The person who cost me the greatest trauma was a man. I’m crying as I write this. I often wished he would tell me he was sorry and he didn’t mean to do it. I know his soul was supporting me but I never felt his heart. Never. And somehow this man who I did not know and lived on another continent, his apology penetrated my heart so deeply and something broke free. I’m crying sitting outside as I write this. Resurrection indeed.
Here’s what’s interesting. During this I felt my inner child Suzie very very alive and feeling so unsafe. I actually reached out to a brother and asked him to hold my hand. I realized I deeply trusted this brother. And I truly wanted him to hold my hand. I wanted him to tell me in words. And while he sent the caring emoji, he didn’t say anything. I recognized I had no idea why but imagined it was because his attention was elsewhere. I did not take it personally but I felt a little exposed. And right after that I got the apology from this man. So I’ve asked one man for support and received it from another man who until now has been a total stranger. Mystery indeed. I won’t try to put into words what this has done to me and for me but it’s magical.

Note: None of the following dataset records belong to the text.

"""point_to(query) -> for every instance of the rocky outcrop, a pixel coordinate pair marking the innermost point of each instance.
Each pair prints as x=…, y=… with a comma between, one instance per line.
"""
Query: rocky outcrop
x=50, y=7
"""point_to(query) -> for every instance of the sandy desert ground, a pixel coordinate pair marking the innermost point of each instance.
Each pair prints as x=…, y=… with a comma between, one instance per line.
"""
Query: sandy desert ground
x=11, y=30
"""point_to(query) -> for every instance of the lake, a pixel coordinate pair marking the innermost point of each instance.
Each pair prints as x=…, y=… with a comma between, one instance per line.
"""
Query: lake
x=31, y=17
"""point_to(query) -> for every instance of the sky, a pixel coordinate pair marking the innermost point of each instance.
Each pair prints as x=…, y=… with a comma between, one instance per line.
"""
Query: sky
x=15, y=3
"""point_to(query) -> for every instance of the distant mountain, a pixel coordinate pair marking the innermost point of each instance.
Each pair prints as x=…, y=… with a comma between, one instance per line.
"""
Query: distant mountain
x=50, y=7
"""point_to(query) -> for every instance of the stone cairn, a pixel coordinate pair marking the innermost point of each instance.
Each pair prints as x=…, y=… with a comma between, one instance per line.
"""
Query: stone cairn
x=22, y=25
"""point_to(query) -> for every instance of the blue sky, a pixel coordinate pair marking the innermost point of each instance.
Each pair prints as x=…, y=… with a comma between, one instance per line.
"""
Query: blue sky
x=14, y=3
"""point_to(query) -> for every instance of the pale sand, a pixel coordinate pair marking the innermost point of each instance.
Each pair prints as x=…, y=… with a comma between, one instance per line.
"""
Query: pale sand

As an interesting tidbit, I believe I was able to be this vulnerable because I had befriended my protector Godzilla. I had installed Godzilla as a child to protect my vulnerable heart. But he’s gone rogue and held me back from many situations I wanted, he intended to radically keep me safe. But once I had thanked him and spent time truly being grateful for all that he has done, he’s let go of the reins more and more. It’s as though he trust me Savannah to protect Suzie my inner child so he doesn’t have to keep me under such a tight rein. It’s as though he trust me to hold myself so he can let me go. The deeper I go into Presence, the more space I have for myself and thus for others. I can do more and more and not take it personally or feel hurt.
I had a group to facilitate called Wild Hearts. I took my wild heart crying my eyes out into the group. Lucky we always begin with a meditation because the minute I started speaking to them and felt their care, I continued crying copious. I was met with loving kindness which did me a world of good. Particularly as there was one person there who did not know that it’s years ago since I ever intended to facilitate by putting myself above as though I know something anybody in the group doesn’t know. I told them the brain was completely off-line and that while I had had these great intentions for the group God only knows what would happen. And again no surprise, for me the Heart lead the way and we had tenderhearted interactions.

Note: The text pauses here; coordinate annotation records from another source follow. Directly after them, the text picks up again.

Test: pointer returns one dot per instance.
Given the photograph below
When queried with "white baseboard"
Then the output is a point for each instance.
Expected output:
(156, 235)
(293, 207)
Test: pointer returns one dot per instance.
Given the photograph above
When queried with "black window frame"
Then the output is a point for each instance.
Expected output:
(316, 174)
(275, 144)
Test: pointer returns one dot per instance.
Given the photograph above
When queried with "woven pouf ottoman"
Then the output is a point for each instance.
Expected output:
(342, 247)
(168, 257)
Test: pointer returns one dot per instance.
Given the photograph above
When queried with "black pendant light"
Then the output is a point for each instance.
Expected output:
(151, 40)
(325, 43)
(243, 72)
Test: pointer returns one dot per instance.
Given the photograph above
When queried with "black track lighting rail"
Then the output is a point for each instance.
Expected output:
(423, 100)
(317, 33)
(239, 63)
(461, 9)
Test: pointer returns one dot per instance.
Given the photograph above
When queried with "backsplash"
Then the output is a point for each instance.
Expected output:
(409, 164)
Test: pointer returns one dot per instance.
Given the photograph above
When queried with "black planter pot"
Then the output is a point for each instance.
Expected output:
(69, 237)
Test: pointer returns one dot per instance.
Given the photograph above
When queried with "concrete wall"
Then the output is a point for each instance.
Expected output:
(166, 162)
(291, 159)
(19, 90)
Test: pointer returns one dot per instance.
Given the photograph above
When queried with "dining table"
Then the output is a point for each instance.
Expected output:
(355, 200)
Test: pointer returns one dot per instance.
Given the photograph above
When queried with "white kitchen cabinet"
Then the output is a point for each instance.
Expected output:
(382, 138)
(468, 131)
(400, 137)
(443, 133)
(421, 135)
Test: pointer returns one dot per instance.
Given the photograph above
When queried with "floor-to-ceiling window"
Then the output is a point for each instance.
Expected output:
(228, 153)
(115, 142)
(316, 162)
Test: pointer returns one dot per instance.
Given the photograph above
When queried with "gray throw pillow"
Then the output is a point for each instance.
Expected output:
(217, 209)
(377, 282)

I have no idea where this will take me or if this pattern has been liberated. I rest in trust. What’s amazing to me is that from asking for assistance and receiving it was almost exactly 12 hours. Yes I cried fairly continuously for a couple of hours. And then I was done. That’s what so magical to me is how fast major patterns can shift in these high frequency energies. May we each find our hearts desire and live as Love. 
I’m sitting outside after the rain and the smell of the orange blossoms and jasmine smells like how I feel. Blessed.